“I didn’t say,” replied Young Dan, with a disarming smile. “Thank you very much for the information; and now if you’ll tell me where I can find Mr. Wallace I’ll step along and stop troubling you.”

The hotel-keeper reached for his coat, which hung on a hook behind him.

“No trouble at all,” he said. “Glad to oblige. I’ll step along an’ show you his very door. I always aim to help strangers all I know how.”

“Ye hadn’t ought to leave yer seegar-stand in the rush hour, Dave,” said one of the patrons, getting quickly out of his chair. “I’ll take the young man to Archie Wallace. It’s fair on my way home.”

The hotel-keeper paid no attention to this offer but donned coat and cap and issued from behind the counter and dusty cigar-stand.
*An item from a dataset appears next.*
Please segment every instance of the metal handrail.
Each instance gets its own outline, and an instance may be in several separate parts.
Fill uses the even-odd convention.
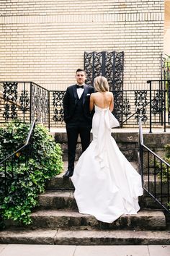
[[[139,159],[138,162],[140,164],[140,175],[142,178],[142,184],[143,184],[143,189],[159,205],[161,206],[162,208],[164,208],[168,213],[170,214],[170,210],[168,207],[166,207],[163,203],[162,203],[162,176],[161,176],[161,202],[159,200],[158,200],[156,197],[156,183],[154,184],[154,194],[151,192],[150,190],[150,187],[148,185],[148,189],[146,189],[144,187],[144,174],[143,174],[143,148],[146,149],[146,150],[151,153],[153,155],[154,155],[154,159],[158,158],[161,161],[161,166],[162,167],[162,163],[164,163],[166,166],[167,166],[167,197],[168,197],[168,202],[169,203],[169,168],[170,168],[170,164],[165,161],[164,159],[162,159],[160,156],[158,156],[157,154],[156,154],[154,152],[153,152],[150,148],[148,148],[146,145],[144,145],[143,143],[143,131],[142,131],[142,124],[141,124],[141,119],[139,119],[139,148],[140,148],[140,153],[139,153]],[[155,164],[155,161],[154,161]],[[156,171],[155,171],[155,166],[154,166],[154,182],[156,182]],[[161,174],[162,174],[162,169],[161,168]],[[149,168],[148,170],[148,182],[149,183],[150,182],[150,174],[149,174]]]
“Follow me, stranger,” he invited, leading the way out. “Me and the depity-sheriff are old friends. I’ll make you known to him.”
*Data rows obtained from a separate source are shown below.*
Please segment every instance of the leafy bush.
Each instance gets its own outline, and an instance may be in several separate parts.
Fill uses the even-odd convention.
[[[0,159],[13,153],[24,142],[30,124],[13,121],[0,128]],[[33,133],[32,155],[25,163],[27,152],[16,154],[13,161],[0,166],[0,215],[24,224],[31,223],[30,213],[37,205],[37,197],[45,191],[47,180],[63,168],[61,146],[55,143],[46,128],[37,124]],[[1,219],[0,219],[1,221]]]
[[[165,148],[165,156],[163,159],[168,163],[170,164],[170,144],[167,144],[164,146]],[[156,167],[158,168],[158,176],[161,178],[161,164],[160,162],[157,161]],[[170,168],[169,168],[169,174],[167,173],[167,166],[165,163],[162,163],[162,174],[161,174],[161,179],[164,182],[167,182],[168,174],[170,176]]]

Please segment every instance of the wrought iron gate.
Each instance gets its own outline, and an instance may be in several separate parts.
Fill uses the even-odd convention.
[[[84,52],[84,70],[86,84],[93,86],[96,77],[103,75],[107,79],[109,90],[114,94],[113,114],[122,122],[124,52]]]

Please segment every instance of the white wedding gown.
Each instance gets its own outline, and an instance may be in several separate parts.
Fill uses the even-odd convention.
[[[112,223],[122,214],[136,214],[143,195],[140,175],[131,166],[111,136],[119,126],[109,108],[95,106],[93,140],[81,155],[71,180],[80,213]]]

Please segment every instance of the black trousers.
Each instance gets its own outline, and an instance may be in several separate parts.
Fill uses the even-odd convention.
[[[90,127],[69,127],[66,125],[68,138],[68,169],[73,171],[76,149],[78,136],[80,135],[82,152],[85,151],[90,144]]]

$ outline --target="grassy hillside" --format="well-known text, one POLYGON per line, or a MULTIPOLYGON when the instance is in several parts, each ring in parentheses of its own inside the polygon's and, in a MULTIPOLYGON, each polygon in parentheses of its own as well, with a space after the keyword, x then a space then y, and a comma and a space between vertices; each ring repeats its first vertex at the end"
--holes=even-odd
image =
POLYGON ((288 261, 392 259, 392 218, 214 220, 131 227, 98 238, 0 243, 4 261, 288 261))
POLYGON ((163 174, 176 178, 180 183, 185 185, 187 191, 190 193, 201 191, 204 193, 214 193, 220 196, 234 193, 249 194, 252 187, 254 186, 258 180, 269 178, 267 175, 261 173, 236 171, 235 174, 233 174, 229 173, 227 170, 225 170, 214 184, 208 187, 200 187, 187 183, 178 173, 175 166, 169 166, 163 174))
So Young Dan followed the hotel-keeper, and three of the four patrons followed close upon the heels of Young Dan. The deputy-sheriff’s house was not more than fifty yards from the hotel; and the young trapper smiled politely and said nothing all the way to it. The hotel-keeper rang the bell and took up a position on the top step in front of Young Dan.

The door was opened by a tall, lean man who looked like a woodsman and wore a Cardigan jacket and grey homespun trousers tucked into high-legged larrigans of oil-tanned leather.

“Here’s a young feller lookin’ for you on important business, Archie,” said the hotel-keeper. “It is so all-fired important that I brought him right along to you myself, so there wouldn’t be no possible mistake.”

The deputy-sheriff looked at Young Dan Evans with calm inquiry.